In order to support IP_PKTINFO on those packets, we need to call
ipv4_pktinfo_prepare, so introduced minor changes to this
function to support this flow.
When sending mrouted/pimd daemons a cache report IGMP msg, it is
unnecessary to set dst on the newly created skb.
It used to be necessary on older versions until
commit d826eb14ecef ("ipv4: PKTINFO doesnt need dst reference") which
changed the way IP_PKTINFO struct is been retrieved.
Fixes: d826eb14ecef ("ipv4: PKTINFO doesnt need dst reference")
Signed-off-by: Leone Fernando <[email protected]>
---
include/net/ip.h | 10 +++++++++-
net/ipv4/ip_sockglue.c | 25 ++++++++++++++++---------
net/ipv4/ipmr.c | 12 +++++-------
net/ipv4/raw.c | 2 +-
net/ipv4/udp.c | 2 +-
5 files changed, 32 insertions(+), 19 deletions(-)
diff --git a/include/net/ip.h b/include/net/ip.h
index b31be912489a..1b40b7386c56 100644
--- a/include/net/ip.h
+++ b/include/net/ip.h
@@ -767,7 +767,15 @@ int ip_options_rcv_srr(struct sk_buff *skb, struct net_device *dev);
* Functions provided by ip_sockglue.c
*/
-void ipv4_pktinfo_prepare(const struct sock *sk, struct sk_buff *skb);
+void ipv4_pktinfo_prepare(const struct sock *sk, struct sk_buff *iskb,
+ struct sk_buff *oskb);
+
+
+static inline void ipv4_pktinfo_input_prepare(const struct sock *sk, struct sk_buff *skb)
+{
+ ipv4_pktinfo_prepare(sk, skb, NULL);
+}
+
void ip_cmsg_recv_offset(struct msghdr *msg, struct sock *sk,
struct sk_buff *skb, int tlen, int offset);
int ip_cmsg_send(struct sock *sk, struct msghdr *msg,
diff --git a/net/ipv4/ip_sockglue.c b/net/ipv4/ip_sockglue.c
index d7d13940774e..fb26963e3869 100644
--- a/net/ipv4/ip_sockglue.c
+++ b/net/ipv4/ip_sockglue.c
@@ -1364,19 +1364,26 @@ int do_ip_setsockopt(struct sock *sk, int level, int optname,
/**
* ipv4_pktinfo_prepare - transfer some info from rtable to skb
* @sk: socket
- * @skb: buffer
+ * @iskb: input buffer
+ * @oskb: out buffer
*
* To support IP_CMSG_PKTINFO option, we store rt_iif and specific
* destination in skb->cb[] before dst drop.

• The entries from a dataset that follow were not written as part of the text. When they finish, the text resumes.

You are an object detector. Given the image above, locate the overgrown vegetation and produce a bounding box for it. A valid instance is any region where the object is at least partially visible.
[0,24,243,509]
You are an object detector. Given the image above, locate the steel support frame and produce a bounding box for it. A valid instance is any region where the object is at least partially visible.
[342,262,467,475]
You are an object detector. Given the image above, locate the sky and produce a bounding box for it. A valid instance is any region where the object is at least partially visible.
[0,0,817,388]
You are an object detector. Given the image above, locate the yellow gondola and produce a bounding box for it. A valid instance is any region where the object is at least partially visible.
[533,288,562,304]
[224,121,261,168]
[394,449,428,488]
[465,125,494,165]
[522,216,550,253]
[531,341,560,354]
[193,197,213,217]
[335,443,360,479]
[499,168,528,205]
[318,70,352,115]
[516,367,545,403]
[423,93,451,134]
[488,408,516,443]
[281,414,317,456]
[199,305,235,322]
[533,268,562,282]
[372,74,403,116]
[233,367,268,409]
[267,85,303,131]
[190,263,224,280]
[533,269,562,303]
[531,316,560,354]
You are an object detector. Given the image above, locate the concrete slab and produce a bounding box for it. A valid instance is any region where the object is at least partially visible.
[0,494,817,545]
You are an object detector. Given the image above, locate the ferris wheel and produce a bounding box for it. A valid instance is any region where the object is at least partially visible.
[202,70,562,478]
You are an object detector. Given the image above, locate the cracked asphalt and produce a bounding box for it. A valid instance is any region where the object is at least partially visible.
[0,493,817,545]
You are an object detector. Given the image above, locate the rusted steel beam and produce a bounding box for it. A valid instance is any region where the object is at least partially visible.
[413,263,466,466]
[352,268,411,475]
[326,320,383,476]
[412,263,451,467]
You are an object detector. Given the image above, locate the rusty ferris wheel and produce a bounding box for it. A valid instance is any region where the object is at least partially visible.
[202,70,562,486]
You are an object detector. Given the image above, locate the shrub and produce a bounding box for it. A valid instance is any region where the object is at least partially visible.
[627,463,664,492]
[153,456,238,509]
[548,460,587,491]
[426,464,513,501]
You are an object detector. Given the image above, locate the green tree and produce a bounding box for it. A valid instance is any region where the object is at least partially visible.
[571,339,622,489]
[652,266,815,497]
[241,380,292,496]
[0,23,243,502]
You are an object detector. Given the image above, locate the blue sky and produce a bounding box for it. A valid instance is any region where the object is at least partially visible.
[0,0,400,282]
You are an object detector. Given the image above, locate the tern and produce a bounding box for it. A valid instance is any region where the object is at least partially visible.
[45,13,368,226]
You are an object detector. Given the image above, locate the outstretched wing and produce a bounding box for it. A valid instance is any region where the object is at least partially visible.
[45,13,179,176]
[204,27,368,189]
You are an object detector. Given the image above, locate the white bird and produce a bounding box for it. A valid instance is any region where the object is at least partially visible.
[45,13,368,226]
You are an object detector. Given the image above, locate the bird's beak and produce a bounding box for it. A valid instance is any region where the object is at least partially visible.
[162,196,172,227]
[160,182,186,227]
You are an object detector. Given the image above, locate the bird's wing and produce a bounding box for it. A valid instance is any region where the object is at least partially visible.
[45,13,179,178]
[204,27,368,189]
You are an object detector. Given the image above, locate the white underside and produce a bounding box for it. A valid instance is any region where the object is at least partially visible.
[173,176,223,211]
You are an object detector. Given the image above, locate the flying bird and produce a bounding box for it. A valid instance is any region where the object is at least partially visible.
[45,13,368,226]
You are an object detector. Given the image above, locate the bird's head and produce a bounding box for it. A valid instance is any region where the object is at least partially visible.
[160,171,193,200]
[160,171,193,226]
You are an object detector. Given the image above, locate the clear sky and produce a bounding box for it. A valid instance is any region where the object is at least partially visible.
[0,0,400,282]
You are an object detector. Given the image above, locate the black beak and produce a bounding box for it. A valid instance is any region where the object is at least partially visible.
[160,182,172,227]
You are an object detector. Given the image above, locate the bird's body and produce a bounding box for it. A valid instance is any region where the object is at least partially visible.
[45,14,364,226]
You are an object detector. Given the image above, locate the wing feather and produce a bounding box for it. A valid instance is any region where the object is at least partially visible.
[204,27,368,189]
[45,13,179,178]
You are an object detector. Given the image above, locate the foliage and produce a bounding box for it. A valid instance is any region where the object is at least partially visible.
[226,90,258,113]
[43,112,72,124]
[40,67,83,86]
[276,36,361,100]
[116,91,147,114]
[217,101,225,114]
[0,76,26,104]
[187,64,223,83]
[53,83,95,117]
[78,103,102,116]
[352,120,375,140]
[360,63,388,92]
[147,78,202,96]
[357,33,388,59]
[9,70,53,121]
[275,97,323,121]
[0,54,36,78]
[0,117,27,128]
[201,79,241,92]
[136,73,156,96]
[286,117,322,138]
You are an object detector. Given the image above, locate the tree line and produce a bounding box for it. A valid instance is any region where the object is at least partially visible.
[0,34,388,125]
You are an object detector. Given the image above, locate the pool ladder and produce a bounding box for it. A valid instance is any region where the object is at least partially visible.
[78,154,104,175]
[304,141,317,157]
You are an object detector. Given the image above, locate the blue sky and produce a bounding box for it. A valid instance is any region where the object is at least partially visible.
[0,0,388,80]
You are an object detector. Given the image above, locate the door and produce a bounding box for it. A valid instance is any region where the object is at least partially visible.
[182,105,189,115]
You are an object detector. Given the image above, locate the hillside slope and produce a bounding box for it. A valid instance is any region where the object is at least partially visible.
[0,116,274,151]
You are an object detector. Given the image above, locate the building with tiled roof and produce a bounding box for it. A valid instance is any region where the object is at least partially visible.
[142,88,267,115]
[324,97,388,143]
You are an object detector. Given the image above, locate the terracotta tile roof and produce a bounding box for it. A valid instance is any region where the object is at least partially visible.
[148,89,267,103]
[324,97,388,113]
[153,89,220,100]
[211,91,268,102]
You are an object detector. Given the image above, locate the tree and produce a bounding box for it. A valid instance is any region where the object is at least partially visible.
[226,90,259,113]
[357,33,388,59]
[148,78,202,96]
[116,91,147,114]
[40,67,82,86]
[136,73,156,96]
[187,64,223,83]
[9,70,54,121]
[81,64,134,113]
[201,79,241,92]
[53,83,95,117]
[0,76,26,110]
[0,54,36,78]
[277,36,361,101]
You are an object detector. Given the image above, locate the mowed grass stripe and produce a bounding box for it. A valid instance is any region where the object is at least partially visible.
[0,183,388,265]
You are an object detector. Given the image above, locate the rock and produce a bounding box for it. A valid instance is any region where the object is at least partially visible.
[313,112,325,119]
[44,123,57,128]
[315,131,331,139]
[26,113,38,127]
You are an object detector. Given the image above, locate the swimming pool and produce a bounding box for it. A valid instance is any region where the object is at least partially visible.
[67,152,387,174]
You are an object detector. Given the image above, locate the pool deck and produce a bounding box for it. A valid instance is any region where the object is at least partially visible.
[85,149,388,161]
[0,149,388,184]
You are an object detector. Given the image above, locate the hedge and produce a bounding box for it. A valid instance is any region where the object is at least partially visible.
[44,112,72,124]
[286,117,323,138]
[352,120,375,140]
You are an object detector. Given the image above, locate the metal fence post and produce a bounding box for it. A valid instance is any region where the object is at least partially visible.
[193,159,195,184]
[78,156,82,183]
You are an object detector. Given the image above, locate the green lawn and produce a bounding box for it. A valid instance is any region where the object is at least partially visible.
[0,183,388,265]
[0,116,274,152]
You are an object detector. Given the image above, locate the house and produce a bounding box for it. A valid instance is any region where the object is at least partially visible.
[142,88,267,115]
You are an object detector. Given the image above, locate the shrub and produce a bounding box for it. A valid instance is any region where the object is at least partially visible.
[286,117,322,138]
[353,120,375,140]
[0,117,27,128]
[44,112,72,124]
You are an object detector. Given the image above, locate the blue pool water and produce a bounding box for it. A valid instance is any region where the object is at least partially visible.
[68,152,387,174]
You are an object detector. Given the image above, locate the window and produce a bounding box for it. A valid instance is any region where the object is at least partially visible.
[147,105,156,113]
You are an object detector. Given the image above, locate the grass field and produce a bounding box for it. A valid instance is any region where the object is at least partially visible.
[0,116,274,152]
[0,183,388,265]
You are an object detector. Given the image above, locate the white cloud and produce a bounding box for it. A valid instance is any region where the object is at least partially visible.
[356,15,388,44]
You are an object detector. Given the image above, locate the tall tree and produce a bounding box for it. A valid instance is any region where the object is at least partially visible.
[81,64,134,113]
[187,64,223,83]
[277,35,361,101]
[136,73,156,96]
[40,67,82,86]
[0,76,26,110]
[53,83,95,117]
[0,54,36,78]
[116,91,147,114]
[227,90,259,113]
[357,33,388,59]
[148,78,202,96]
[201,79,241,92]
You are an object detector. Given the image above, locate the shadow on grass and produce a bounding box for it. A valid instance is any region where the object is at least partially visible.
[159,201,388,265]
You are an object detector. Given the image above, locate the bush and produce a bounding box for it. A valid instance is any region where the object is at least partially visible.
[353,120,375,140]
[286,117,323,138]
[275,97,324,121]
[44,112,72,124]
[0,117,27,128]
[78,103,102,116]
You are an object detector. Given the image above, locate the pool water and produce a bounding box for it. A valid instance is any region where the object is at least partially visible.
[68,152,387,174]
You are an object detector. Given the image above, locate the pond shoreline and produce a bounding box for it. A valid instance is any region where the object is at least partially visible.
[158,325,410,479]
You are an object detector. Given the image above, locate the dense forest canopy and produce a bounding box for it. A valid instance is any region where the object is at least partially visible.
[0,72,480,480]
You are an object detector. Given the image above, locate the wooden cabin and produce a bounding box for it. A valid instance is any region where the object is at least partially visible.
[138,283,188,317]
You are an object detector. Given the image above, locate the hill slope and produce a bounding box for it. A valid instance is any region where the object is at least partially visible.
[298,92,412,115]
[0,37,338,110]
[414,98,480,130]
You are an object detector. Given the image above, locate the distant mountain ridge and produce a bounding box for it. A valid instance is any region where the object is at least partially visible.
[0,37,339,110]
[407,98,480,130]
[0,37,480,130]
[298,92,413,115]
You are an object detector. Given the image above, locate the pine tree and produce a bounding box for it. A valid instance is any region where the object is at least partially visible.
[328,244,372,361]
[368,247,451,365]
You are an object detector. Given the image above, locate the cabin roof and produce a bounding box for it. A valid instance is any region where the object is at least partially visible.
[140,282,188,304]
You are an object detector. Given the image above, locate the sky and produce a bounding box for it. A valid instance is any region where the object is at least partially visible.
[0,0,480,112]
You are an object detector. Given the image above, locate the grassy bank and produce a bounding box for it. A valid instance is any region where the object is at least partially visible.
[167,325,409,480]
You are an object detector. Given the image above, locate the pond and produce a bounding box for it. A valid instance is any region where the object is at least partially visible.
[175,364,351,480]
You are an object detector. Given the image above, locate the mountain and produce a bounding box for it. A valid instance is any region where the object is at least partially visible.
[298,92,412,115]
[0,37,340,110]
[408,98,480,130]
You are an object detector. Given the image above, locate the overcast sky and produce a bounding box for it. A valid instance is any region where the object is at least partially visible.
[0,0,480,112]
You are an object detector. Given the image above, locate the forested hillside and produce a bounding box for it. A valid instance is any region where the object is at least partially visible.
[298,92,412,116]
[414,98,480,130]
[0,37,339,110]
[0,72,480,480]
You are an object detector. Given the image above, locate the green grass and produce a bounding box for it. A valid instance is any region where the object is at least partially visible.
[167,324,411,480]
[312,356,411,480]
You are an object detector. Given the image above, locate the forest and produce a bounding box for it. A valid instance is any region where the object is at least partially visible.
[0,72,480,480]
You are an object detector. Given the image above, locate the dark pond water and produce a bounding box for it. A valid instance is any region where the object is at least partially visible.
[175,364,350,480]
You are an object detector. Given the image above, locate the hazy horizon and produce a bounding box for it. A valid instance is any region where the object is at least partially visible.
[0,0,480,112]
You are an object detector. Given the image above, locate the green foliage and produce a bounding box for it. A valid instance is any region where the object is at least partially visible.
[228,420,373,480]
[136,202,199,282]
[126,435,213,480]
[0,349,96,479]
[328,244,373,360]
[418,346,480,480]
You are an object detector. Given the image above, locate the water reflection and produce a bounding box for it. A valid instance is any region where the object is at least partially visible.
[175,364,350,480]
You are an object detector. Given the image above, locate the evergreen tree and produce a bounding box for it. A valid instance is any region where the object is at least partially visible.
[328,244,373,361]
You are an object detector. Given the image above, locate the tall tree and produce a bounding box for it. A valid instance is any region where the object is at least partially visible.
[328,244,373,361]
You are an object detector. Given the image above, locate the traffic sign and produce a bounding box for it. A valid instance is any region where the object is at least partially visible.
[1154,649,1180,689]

* This way, receiver doesn't make cache line misses to read rtable.
*/
-void ipv4_pktinfo_prepare(const struct sock *sk, struct sk_buff *skb)
+void ipv4_pktinfo_prepare(const struct sock *sk, struct sk_buff *iskb,
+ struct sk_buff *oskb)
{
- struct in_pktinfo *pktinfo = PKTINFO_SKB_CB(skb);
+ struct in_pktinfo *pktinfo = PKTINFO_SKB_CB(iskb);
bool prepare = inet_test_bit(PKTINFO, sk) ||
ipv6_sk_rxinfo(sk);
- if (prepare && skb_rtable(skb)) {
+ if (oskb) {
+ memcpy(oskb->cb, iskb->cb, sizeof(iskb->cb));
+ pktinfo = PKTINFO_SKB_CB(oskb);
+ }
+
+ if (prepare && skb_rtable(iskb)) {
/* skb->cb is overloaded: prior to this point it is IP{6}CB
* which has interface index (iif) as the first member of the
* underlying inet{6}_skb_parm struct. This code then overlays
@@ -1386,20 +1393,20 @@ void ipv4_pktinfo_prepare(const struct sock *sk, struct sk_buff *skb)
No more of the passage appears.